This is a follow-up project to my first induction heater, which I built for my junior year AP Physics E&M midyear project.
I wanted to have only one circuit board in this project, so I integrated a TL494 VFO, ‘HC14-based PWM generator (for average power control), switching synchronization flop, and IGBT brick driver in one design:
This is the board file for the first prototype control board, it contains several errors that I plan to fix in the next board I etch. For example, I accidentally connected the ‘HC109 flip flop’s supply to +15V instead of +5V in my original schematic, so I was forced to rip up the trace once I’d soldered it and manually wire it. Also, I wired the brick drive MOSFETs to the +15V rail, instead of a separate +24V rail, so the output to too low to drive the brick effectively and there is significant heating of the IGBT half bridge as a result.

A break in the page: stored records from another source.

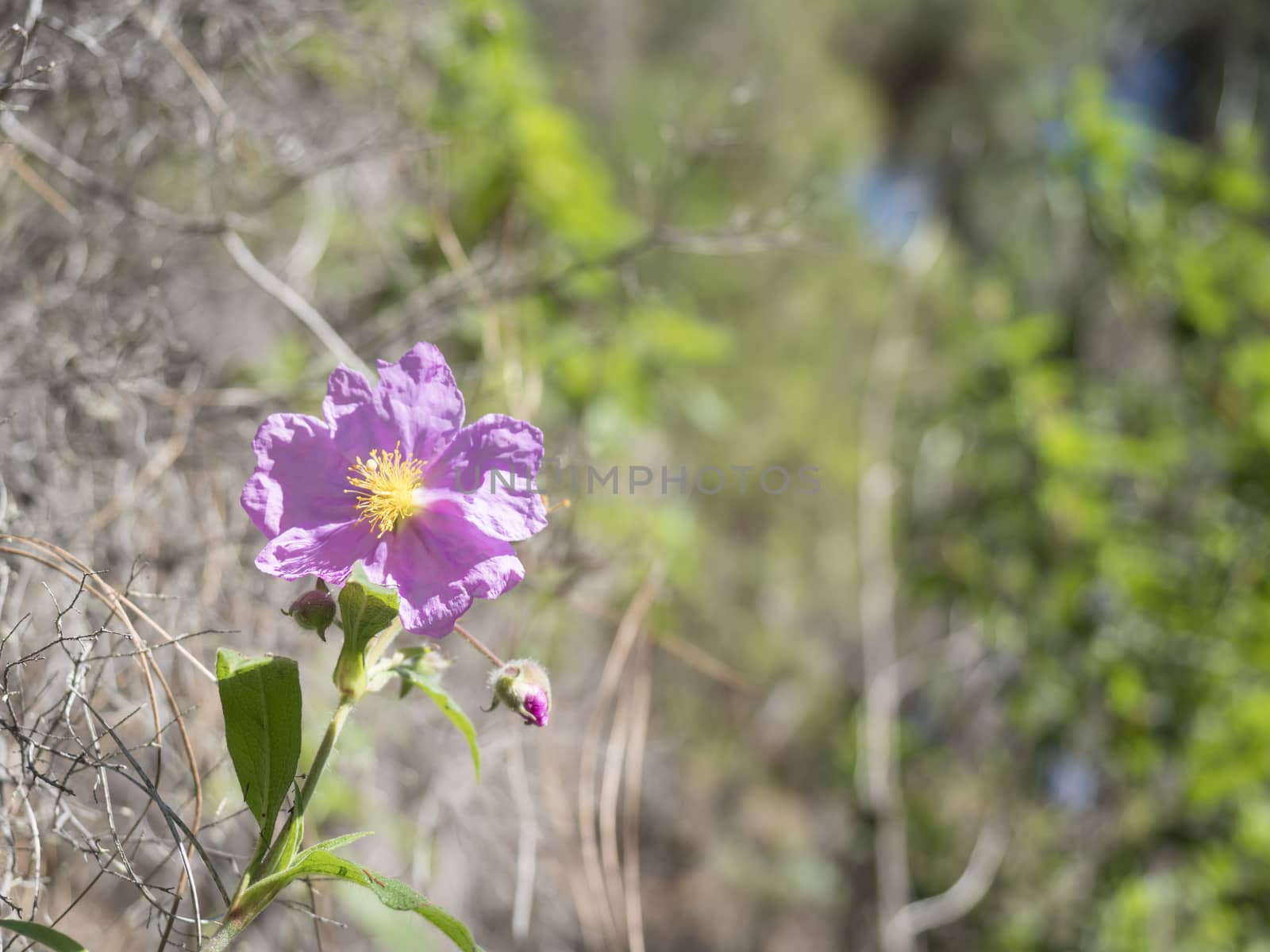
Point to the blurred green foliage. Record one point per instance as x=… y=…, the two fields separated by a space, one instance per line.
x=1083 y=438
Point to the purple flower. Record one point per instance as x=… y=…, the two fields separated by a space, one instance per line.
x=537 y=704
x=393 y=479
x=524 y=685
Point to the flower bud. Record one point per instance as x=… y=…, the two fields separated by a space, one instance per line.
x=314 y=611
x=522 y=685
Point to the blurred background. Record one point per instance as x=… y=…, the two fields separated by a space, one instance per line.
x=997 y=272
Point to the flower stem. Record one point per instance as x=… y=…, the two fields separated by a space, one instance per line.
x=224 y=936
x=471 y=640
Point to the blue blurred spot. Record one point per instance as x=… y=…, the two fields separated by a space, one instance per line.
x=892 y=202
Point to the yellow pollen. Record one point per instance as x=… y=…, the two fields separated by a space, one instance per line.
x=385 y=486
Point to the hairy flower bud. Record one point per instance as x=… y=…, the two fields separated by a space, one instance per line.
x=524 y=685
x=314 y=611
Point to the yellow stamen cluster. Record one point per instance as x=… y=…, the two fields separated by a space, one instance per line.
x=385 y=488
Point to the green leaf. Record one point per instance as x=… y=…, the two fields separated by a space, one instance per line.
x=365 y=611
x=431 y=687
x=319 y=862
x=332 y=844
x=42 y=935
x=260 y=701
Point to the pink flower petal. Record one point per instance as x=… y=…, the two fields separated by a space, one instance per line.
x=440 y=564
x=503 y=507
x=298 y=480
x=325 y=551
x=419 y=403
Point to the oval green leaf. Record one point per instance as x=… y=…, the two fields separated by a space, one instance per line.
x=260 y=702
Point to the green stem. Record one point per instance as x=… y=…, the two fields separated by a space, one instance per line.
x=224 y=936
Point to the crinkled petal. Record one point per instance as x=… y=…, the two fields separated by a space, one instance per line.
x=440 y=564
x=325 y=551
x=418 y=400
x=347 y=393
x=506 y=505
x=300 y=478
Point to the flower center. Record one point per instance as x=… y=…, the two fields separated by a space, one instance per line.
x=387 y=488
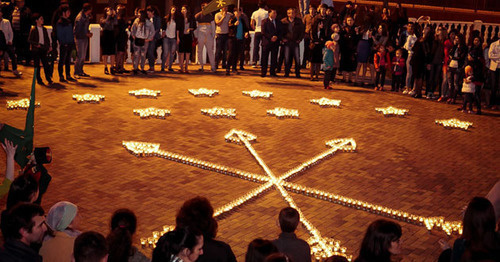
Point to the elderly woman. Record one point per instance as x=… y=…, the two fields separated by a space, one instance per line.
x=62 y=219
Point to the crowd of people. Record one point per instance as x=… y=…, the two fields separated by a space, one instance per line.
x=345 y=45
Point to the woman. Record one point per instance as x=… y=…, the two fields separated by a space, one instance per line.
x=187 y=27
x=181 y=245
x=142 y=33
x=63 y=220
x=170 y=39
x=108 y=40
x=123 y=225
x=40 y=46
x=381 y=241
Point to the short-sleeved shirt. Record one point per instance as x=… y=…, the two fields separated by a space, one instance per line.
x=258 y=16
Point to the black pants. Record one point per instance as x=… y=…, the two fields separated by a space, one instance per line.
x=220 y=49
x=329 y=76
x=40 y=54
x=397 y=82
x=272 y=49
x=64 y=60
x=380 y=76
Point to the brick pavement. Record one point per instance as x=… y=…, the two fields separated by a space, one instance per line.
x=405 y=163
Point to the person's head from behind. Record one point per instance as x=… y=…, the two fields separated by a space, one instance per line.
x=278 y=257
x=90 y=247
x=382 y=239
x=259 y=249
x=479 y=223
x=183 y=242
x=24 y=222
x=197 y=213
x=288 y=219
x=123 y=226
x=23 y=189
x=63 y=216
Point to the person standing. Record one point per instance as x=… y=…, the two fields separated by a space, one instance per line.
x=40 y=45
x=256 y=24
x=82 y=36
x=66 y=42
x=271 y=37
x=221 y=30
x=108 y=40
x=293 y=33
x=206 y=30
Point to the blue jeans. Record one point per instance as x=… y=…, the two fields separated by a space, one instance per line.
x=169 y=48
x=81 y=52
x=292 y=51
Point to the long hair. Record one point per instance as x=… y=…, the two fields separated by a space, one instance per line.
x=123 y=225
x=377 y=241
x=479 y=226
x=173 y=242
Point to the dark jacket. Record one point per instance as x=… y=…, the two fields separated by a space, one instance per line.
x=296 y=34
x=33 y=39
x=269 y=30
x=17 y=251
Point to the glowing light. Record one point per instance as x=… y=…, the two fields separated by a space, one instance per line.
x=392 y=111
x=454 y=123
x=325 y=102
x=152 y=112
x=20 y=104
x=89 y=98
x=217 y=112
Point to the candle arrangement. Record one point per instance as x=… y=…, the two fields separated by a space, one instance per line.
x=203 y=92
x=88 y=98
x=218 y=112
x=152 y=112
x=454 y=123
x=20 y=104
x=258 y=94
x=392 y=111
x=325 y=102
x=145 y=93
x=280 y=113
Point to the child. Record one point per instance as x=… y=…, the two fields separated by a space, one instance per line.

The reason I used a giant string of 1uF blocking capacitors instead of one large capacitor is because I just happen to have a bag of small 1uF 50V ceramic capacitors that work well for this application. The space between the control board logic and brick drive is for an intermediate GDT – something I hope to eliminate in my next design by using a totem pole instead of an intermediate bridge:
Construction and Testing
The rev. 1 control board is connected to a half bridge brick, which has an 8uF 800V snubber, 2200uF 250V filter, and a pair of 20uF 600V half bridge capacitors. I decided not to use a voltage doubler to reduce parts count and allow the power supply to fit directly on the brick:
“Flying” gate resistor construction:
Preparing the primary coil water block that will go on the primary capacitor with flux for torch soldering:
The other capacitor water block, soldered:
The water blocks were cleaned with acetone and polished with a belt sander, then bolted to the primary capacitor:
The new primary system vs. the old one from Induction Heater 1.0:
The work coil installed in the water loop with compression fittings:
The liquid cooling pump connected to the primary loop – instead of using a large radiator/fan to dissipate the heat, I just rely on the giant thermal mass of several gallons of water in a large bucket, I’ve had no problems with overheating so far:
A low power (only ~1kW) test heating a large steel bolt:
In-tune primary current waveform:
So far, low power tests have been a complete success (the work coil stays at room temperature with liquid cooling!) – In order to run higher powers, I either need to find a bigger variac or implement my PWM power controller.